Quelques mots sont nécessaires quant à la politique du studio R.K.O. au début des années Trente.En 1929, avant le Krach, R.K.O. est devenue la cinquiéme Major. Une brillante politique capitaliste dont l'objet est la mise en valeur du procédé sonore R.C.A. et la mise en place d'un puissant secteur de distributions par une prise de contrôle de très nombreuses salles (Keith-albee-Orpheum, Radio-Keith-Orpheum, Radio Corporation of America) et des actifs de Pathé Exchange Inc, semble offrir un avenir brillant à la firme. A la condition de faire face au remboursement des capitaux constituant l'endettement du groupe. L'affaire s'avèrera catastrophique et la firme R.K.O. est mise en liquidation judiciaire quelques mois avant la Fox et la Paramount. En fait de forts longues péripéties juridiques vont conduire à une restabilisation de la firme en 1940.

Hiriam Brown, nommé par David Smarnoff le premier Président du groupe R.K.O. est contraint de démissionner en 1931. Il est remplacé par Merlin Hall Aylesworth. Entre-temps Hiriam Brown a confié la responsabilite de la production à Joseph I. Schnitzer et à William Le Baron.
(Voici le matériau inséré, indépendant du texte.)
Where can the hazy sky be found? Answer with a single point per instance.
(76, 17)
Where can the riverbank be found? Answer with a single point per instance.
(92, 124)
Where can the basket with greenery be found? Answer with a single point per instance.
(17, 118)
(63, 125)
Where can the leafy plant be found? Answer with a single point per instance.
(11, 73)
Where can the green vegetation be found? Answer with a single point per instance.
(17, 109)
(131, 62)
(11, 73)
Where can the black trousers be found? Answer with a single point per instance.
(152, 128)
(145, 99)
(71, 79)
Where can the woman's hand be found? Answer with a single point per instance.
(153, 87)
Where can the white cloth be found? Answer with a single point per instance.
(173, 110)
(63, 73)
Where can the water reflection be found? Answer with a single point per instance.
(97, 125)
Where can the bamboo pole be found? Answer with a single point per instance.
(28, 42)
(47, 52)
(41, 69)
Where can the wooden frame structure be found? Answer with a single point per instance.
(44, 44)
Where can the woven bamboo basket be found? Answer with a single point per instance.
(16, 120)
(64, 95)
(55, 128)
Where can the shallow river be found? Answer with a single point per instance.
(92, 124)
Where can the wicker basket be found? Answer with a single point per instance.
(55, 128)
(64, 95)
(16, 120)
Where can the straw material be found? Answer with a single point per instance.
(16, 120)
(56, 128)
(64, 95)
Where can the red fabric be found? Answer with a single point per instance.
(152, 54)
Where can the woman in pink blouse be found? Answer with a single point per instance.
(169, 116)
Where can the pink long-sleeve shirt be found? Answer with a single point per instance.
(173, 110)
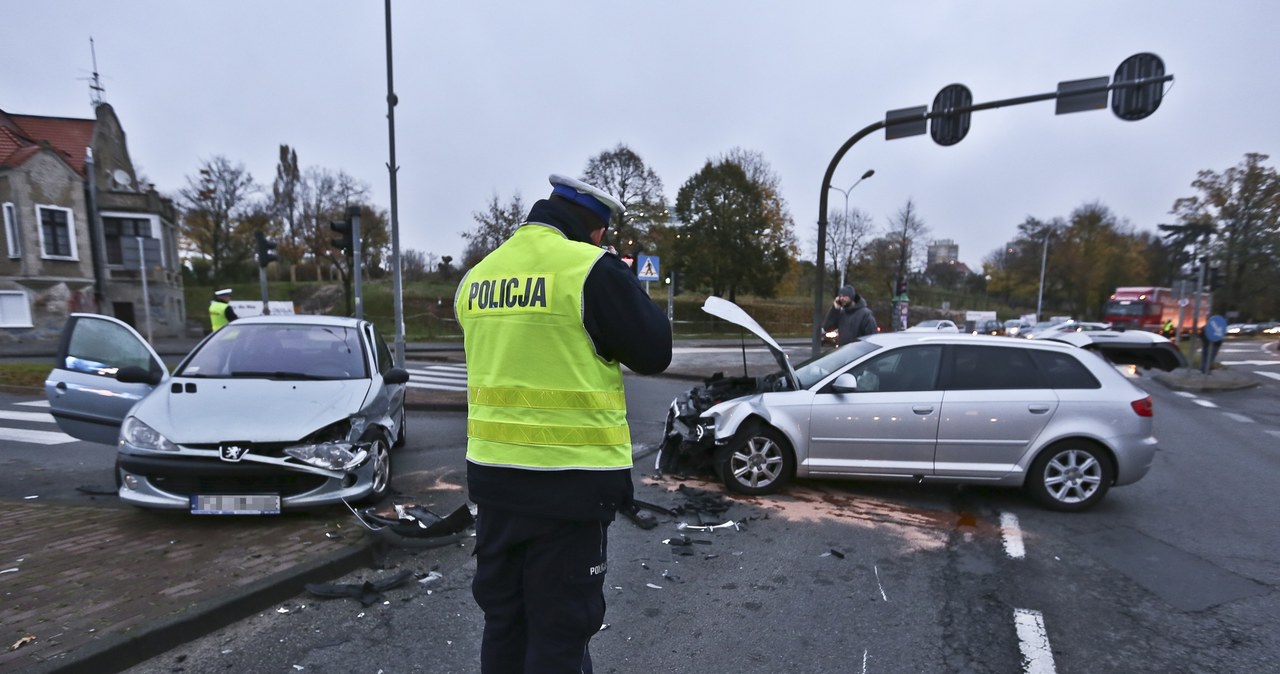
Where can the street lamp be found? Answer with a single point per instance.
(845, 192)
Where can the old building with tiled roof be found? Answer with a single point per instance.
(80, 230)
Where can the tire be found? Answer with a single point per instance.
(1070, 476)
(758, 462)
(402, 435)
(382, 458)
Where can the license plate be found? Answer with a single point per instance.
(236, 504)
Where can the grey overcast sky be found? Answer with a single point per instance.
(497, 95)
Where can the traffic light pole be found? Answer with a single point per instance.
(920, 117)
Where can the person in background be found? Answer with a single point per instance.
(850, 316)
(220, 311)
(547, 319)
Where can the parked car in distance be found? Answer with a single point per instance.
(265, 415)
(1043, 416)
(937, 325)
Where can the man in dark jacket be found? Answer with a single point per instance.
(850, 316)
(547, 320)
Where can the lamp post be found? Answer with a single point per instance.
(845, 192)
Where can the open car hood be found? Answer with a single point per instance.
(731, 312)
(1128, 347)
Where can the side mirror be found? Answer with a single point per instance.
(845, 383)
(137, 375)
(396, 375)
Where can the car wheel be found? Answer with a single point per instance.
(382, 458)
(1070, 476)
(759, 461)
(402, 435)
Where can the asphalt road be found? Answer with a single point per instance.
(1175, 573)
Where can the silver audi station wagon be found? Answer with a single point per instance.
(1052, 418)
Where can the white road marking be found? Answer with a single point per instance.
(1033, 641)
(881, 586)
(39, 438)
(40, 417)
(1013, 536)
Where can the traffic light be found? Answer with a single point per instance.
(344, 242)
(265, 250)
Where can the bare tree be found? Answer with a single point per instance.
(284, 206)
(846, 237)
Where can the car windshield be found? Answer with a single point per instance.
(813, 370)
(278, 351)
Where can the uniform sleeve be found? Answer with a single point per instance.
(622, 321)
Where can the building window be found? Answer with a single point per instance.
(56, 232)
(14, 310)
(10, 230)
(120, 232)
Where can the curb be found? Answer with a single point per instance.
(120, 652)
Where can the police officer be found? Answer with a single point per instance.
(220, 311)
(547, 320)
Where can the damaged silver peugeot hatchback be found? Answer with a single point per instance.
(265, 415)
(1052, 418)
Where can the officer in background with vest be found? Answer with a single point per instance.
(547, 319)
(220, 311)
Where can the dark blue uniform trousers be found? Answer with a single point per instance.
(540, 585)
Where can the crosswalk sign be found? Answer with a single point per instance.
(648, 269)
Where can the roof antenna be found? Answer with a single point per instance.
(95, 87)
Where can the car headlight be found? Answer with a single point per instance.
(330, 455)
(142, 436)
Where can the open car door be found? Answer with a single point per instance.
(85, 398)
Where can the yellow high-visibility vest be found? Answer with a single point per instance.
(538, 394)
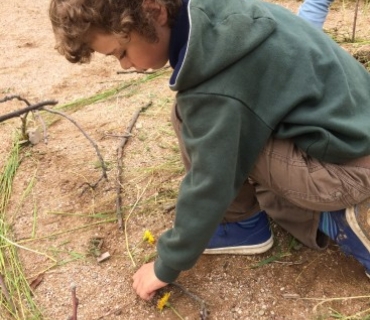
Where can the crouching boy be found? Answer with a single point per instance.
(272, 118)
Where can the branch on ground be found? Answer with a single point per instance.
(120, 148)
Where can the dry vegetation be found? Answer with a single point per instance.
(54, 229)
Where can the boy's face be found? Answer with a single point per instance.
(136, 52)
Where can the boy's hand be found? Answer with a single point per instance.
(145, 281)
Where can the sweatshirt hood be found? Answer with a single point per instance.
(218, 37)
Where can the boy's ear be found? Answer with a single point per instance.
(157, 11)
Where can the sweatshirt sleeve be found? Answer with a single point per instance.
(217, 133)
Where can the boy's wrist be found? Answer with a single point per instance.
(164, 272)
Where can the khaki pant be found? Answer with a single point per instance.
(294, 188)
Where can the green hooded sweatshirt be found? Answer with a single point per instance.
(251, 70)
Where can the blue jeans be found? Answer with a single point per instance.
(315, 11)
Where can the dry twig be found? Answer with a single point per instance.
(6, 293)
(74, 303)
(103, 166)
(120, 148)
(203, 307)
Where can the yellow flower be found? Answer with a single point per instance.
(148, 237)
(163, 301)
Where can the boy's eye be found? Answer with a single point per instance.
(123, 54)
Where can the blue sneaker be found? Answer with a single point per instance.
(250, 236)
(350, 229)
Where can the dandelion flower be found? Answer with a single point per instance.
(163, 301)
(148, 237)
Très vite les coûts de production sont impitoyablement rognés. Fin 1932, la politique menée par Joseph I. Schnitzer et William Le Baron aboutit a des pertes de plus de cinq millions de dollars. Malgré l'aide de la banque Rockfeller, la R.K.O. est dans le rouge. C'est alors qu'intervient David O. Selznick. Le bouleversement est total. En un an les pertes du studio sont résorbées. David O. Selznick a l'idée géniale de lancer Merian Cooper et Ernest Shoedsack sur la production de Kink Kong. Parallèlement, son second, Pandro S. Berman, supervise les comédies misicales du couple Fred Astaire / Ginger Rogers. David O. Selznick parvient à mettre sous contrat George Cukor, William Wellmann et Dudley Nichols. Les droits de pièces de théâtre à succès sont astucieusement rachetés, dont What Price Hollywood ? (premier métafilm de la R.K.O.). David O. Selznick prend sous contrat John Barrymore, Leslie Howard, Bilie Burke, Myrna Loy, JoelMc Crea et surtour Katharine Hepburn. Il n'empêche c'est à Merian C. Cooper que revient très vite la direction du studio.

Scarlet River est un des derniers films produits à la R.K.O. par David O. Seznick.